“I’m sorry,” I whisper. “I thought we could kiss better without it.”
“No.”
“Okay.”
The magic is broken, the madness halted for now. When he releases me, I get up, putting distance between us.
We stand there, tense and panting like two animals, each waiting for the other to pounce, uncertain if the result will be a mating frenzy or a fight to the death.
“You promised you would answer my questions,” I say at last. “About the voice thing and your other tricks.”
“I can throw my voice.” His words seem to come from behind me, though he’s standing in exactly the same spot. “I can also mimic the voices of others reasonably well. I can wield the mists and shadows of the Afterworld, and I can command the spirits of the dead, those who have not yet found rest. In a previous existence, I could do far more. I could take other forms, grow entire forests in a single night, cloak the sun in darkness, and raise great armies of shadow beasts. I could even bring the dead to life. I was the king of all phantoms, the seducer of Fate herself, herald of destruction. I was Cernunnos, the god of death.”
He says it calmly, almost casually. My brain short-circuits when he says “bring the dead to life,” and I have to hold in a hysterical laugh because if I laugh, I think I might also start to scream.
“God of death?” I say faintly. “That’s why you taste so good. It’s like drinking pure liquid power.”
“You can taste me again,” he offers, a hint of eagerness in his gaze.
“You’ll tell me all that, but you won’t let me take off your mask?”
“It’s one thing to know what I am, quite another to see it. The part I conceal is the side of me I can’t control.” He seats himself backward on the piano bench. “Oddly enough, it was a vampire who locked away the majority of my power. She has the abilities of aleannán sídhe—a voice so dominant I can still hear its echoes in my head.” He looks down at his hands.
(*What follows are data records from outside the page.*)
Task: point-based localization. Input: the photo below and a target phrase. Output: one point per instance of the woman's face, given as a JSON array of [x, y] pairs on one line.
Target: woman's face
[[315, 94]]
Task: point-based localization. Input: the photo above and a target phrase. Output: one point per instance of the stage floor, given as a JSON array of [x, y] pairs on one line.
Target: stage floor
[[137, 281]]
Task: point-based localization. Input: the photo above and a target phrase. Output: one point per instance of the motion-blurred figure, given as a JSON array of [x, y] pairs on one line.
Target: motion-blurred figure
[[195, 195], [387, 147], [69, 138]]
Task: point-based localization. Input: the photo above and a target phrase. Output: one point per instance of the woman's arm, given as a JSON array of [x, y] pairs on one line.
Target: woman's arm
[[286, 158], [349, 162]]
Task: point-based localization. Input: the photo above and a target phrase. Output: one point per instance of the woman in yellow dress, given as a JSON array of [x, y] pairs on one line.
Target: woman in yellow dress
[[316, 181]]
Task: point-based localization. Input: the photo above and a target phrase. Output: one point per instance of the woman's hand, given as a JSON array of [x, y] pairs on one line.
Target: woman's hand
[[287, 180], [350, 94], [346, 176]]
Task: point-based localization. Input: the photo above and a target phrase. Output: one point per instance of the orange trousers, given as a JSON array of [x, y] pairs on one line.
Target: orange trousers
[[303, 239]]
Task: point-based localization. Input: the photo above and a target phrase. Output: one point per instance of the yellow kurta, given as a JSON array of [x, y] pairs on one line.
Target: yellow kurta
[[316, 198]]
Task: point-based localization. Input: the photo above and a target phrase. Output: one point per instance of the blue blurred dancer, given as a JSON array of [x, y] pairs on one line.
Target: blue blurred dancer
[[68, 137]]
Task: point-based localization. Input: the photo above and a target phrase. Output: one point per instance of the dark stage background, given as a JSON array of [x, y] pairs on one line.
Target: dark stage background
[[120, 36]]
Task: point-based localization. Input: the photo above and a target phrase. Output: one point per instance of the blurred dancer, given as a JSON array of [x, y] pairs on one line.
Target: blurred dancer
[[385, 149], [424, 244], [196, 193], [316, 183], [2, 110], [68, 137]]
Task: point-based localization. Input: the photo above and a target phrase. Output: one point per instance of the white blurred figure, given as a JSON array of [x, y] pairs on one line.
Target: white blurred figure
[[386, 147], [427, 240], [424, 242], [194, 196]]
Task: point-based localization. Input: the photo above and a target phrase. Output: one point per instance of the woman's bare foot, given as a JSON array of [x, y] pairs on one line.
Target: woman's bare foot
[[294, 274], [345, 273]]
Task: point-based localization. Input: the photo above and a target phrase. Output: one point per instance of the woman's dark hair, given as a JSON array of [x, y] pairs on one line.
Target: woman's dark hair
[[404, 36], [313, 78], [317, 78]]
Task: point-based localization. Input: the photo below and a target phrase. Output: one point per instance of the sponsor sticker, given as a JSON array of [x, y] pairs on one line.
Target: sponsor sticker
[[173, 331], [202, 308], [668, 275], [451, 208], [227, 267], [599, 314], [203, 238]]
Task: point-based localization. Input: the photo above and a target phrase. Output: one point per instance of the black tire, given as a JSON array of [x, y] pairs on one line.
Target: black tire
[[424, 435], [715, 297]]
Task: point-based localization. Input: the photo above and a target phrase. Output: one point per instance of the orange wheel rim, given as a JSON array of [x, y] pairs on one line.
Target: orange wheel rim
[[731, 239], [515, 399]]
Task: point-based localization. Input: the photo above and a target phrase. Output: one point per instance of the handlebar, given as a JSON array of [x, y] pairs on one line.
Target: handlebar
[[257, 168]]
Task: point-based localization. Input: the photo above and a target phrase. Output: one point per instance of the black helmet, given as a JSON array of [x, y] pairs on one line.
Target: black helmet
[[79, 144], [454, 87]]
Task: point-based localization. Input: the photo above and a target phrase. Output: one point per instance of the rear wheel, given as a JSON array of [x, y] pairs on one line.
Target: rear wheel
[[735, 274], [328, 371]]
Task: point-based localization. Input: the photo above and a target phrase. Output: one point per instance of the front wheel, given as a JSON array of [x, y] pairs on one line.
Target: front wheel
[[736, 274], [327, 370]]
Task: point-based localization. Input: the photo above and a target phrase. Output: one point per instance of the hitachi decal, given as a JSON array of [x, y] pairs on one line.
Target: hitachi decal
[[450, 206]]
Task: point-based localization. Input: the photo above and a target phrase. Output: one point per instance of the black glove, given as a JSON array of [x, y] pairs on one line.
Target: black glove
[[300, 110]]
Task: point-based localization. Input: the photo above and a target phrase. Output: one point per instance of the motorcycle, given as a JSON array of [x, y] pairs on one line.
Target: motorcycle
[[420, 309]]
“Was she one of the Progeny?” I ask.
“I don’t know what that is.”
“It’s a vampire cult, led by a first-generation vampire named Wolfsheim. My parents were absurdly loyal to him and his philosophy. They died fighting his battles, and they left their money and our family home to the Progeny cult. I got nothing. If I’d become part of the cult myself and followed their rules, I could have kept living there, but I don’t play well with other vampires.”
I don’t tell him why I hate the Progeny so deeply. That agony goes back too far, and the loss is still too painful.
I settle into the chair again. “How did you end up here?”
He explains more of his origins to me, along with the fact that his memories of the past are blurred in places. I confess a few things about my parents and the Progeny, but I don’t venture too close to my worst memory. I’m not ready to talk about that. And I sense he’s holding a few things back as well. Of course he is. He’s a literal god.
I believe him, I do. His story explains so much about him that was mystifying to me. But at the same time, he’s so personable right now, and this conversation feels so intimate. It’s hard to grasp the fact that I’m speaking with an actual deity—or more correctly, one of the powerful supernatural beings known as the Tuatha Dé Danann.
I think I need time to process all of it, to really let it sink in. As much as part of me would like to stay and explore other intimate things with him, it’s probably wiser for us both to take some space right now and acclimate to this new phase of our relationship.
With a sigh, I stand up, stretching. “I should go back to my room and go to bed. It’s late.”
He rises, tall and broad, towering over me. “You won’t be goingback. Not yet. You need some time away from Raoul. Time to clear your head and understand what you really want.”
Alarm flickers in my chest. Yes, I need time away, but not from Raoul. “Angel, I’m going to my room.”
“You can have my bed. It’s very comfortable. I have all the cosmetics you prefer in the bathroom, in a basket under the sink. There are clothes for you, too, in there.” He points to a wardrobe I didn’t notice before. “All your size.”
My hand goes to my thigh, to the pocket of my leggings where I usually tuck my phone. But it’s not there. I must have left it in Carlotta’s dressing room or on my bed.Shit.
“Angel,” I say as calmly as I can manage. “I can’t stay here tonight.”
“I told you I would never hurt you, nor would I allow any harm to come to you,” he says. “Do you not trust me?”
“It’s not that I don’t trust you. This is about me making my own choices.”
“And you will, but Raoul has been confusing you, clouding your mind and your desires. It is time to let him go. He is the writer of a decent musical, nothing more. You need some distance from him so you can understand your true destiny.”
A voice echoes from the darkness, and footsteps sound on the concrete beside the canal. “Decent, and nothing more?”